Em 1986 Frank Miller recolocou Batman em seu devido lugar, como um dos heróis mais querido e respeitado do mundo, com dois clássicos dos quadrinhos: “O Cavaleiro das Trevas” em que tanto escreveu o argumento (sim, não sei hoje, mas os roteiros chamavam-se assim) como desenhou magistralmente o retorno do personagem, lá, já idoso e sem tanto acreditar no bom-mocismo, um Batman quase sem pudor. Até cruel. Um livro que marcou não só o seu retorno como também a minha volta ao mundo das HQs. Na sequência, com desenhos primorosos de David Mazzucchelli, escreveu “Batman: Ano Um”, onde ao contrário do “Cavaleiro das Trevas”, contou a história de como Bruce Wayne se tornou Batman. Pode ser considerada, também, como a Graphic Novel do comissário James Gordon.
Dois clássicos indiscutíveis desta fase tão profícua de Frank Miller.
Mas ninguém esperava que, correndo por fora, dois anos depois o roteirista eremita britânico Allan Moore ao lado do desenhista Brian Bolland trouxesse ao mundo outro “ano um”, mas não do herói e sim de seu arquiinimigo: O Coringa no clássico “A Piada Mortal”.
Usando também James Gordon como “coadjuvante principal”, a história gira em torno de seu seqüestro depois que sua filha foi baleada em sua própria casa, onde o vilão tenta provar que qualquer um, até o cidadão mais exemplar pode, de uma hora para outra, enlouquecer. Bastando para isso, uma sequência de infelicidades em um dia ruim.
Entrecortada por flashesbacks, contando seu próprio “dia ruim” onde descobrimos como tudo começou, onde e porque o comediante fracassado se tornou o vilão mais cruel da história do mundo dos quadrinhos e de onde veio todo seu ódio pelo vigilante mascarado.
Diferentemente de Frank Miller que usou uma linguagem cinematográfica para narrar suas histórias, Allan Moore se valeu da psicanálise, da filosofia e da literatura para construir uma história tensa, cheia de questionamentos que muitas vezes nos faz criticar a sociedade e a nós mesmo, humanizando o vilão e até criando aceitabilidade pelas suas idéias. Legitimando certas ações.
Cada vez mais, ao escrever no Zarayland resenhas de filmes ou livros me pego com uma vontade danada de revelar tudo de fantástico que encontro em suas nuances, mas me seguro, não quero estragar a possível busca de vocês, leitores, pelas obras narradas com paixão por mim e prefiro deixar que através desses textos que escrevo, vocês mesmo procurem e tirem suas próprias conclusões e saboreiem a obra plenamente.

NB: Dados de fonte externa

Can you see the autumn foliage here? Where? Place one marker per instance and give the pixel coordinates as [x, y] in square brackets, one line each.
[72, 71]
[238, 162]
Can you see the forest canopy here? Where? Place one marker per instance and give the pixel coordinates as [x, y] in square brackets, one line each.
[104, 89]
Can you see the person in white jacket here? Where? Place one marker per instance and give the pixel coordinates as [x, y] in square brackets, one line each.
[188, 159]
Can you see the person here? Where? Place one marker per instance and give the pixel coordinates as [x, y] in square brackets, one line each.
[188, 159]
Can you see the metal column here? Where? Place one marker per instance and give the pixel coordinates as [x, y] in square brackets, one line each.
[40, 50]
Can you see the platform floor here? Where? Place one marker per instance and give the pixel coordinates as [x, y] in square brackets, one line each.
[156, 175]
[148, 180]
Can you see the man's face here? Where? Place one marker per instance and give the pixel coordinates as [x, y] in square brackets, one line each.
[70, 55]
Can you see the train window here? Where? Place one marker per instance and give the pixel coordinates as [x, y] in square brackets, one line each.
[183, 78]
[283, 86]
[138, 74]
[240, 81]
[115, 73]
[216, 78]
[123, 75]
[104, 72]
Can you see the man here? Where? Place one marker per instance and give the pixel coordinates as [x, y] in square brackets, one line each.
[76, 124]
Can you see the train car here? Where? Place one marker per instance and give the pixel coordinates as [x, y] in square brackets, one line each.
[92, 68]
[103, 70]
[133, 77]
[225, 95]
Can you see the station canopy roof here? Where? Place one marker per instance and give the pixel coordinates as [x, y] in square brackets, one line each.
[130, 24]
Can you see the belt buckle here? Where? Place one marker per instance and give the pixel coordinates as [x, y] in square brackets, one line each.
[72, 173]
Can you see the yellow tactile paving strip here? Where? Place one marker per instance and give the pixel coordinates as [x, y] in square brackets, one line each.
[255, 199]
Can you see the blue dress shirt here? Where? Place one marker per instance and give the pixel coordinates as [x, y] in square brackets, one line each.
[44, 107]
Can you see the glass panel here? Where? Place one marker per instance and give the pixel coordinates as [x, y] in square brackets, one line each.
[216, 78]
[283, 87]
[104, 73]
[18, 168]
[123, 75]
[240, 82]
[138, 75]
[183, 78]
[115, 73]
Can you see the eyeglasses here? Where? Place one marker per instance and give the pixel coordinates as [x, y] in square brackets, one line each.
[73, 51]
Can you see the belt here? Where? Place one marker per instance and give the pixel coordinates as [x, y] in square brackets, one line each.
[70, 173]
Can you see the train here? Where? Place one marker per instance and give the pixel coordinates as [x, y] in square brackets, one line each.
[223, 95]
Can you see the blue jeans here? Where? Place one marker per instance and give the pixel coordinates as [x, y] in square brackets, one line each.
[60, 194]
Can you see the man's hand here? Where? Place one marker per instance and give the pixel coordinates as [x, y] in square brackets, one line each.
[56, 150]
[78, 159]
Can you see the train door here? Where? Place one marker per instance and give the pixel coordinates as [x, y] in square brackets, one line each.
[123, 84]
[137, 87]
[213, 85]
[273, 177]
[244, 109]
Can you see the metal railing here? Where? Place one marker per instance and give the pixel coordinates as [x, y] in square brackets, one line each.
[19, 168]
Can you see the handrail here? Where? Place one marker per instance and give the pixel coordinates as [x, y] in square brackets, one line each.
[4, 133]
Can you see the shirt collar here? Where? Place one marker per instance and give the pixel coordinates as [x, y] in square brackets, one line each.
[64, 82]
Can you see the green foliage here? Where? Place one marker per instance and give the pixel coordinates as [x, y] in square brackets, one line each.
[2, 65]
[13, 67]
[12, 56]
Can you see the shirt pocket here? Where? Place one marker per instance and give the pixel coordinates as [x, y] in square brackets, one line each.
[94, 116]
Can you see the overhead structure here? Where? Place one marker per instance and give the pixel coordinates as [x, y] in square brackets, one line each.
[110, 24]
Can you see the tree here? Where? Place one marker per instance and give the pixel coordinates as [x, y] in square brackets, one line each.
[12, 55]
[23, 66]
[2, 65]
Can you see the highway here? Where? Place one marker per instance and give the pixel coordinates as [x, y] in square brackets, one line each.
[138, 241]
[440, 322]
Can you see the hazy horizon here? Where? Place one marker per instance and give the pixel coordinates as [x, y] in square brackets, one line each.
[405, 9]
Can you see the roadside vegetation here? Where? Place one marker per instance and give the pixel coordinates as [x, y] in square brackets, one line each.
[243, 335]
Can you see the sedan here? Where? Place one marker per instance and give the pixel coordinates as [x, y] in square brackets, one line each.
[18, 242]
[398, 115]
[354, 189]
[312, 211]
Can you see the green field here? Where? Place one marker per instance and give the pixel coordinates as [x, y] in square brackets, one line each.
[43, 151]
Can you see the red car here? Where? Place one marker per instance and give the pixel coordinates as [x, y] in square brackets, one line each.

A “Piada Mortal” é triste, contemplativa, violenta, questionadora, densa, agressiva, melancólica e emocionante. Lembro-me de fazer uma relação direta com umas das cenas finais do filme “Blade Runner” de Ridley Scott, onde o replicante interpretado por Rutger Hauer declama um lindo texto antes de ser extinto. Mais uma cena antológica que guardo com muito carinho dentro deste meu cabeção.
“A Piada Mortal” é um dos melhores quadrinhos de Allan Moore e por que não dizer de todos os tempos. Uma HQ que só veio a corroborar o encanto que Batman e seu universo continua a exercer até hoje. Uma obra-prima que merece ser garimpada, lida, analisada, admirada e curtida quadro a quadro.
Uma HQ que tirou definitivamente os quadrinhos da pecha de literatura menor e a elevou ao status de arte!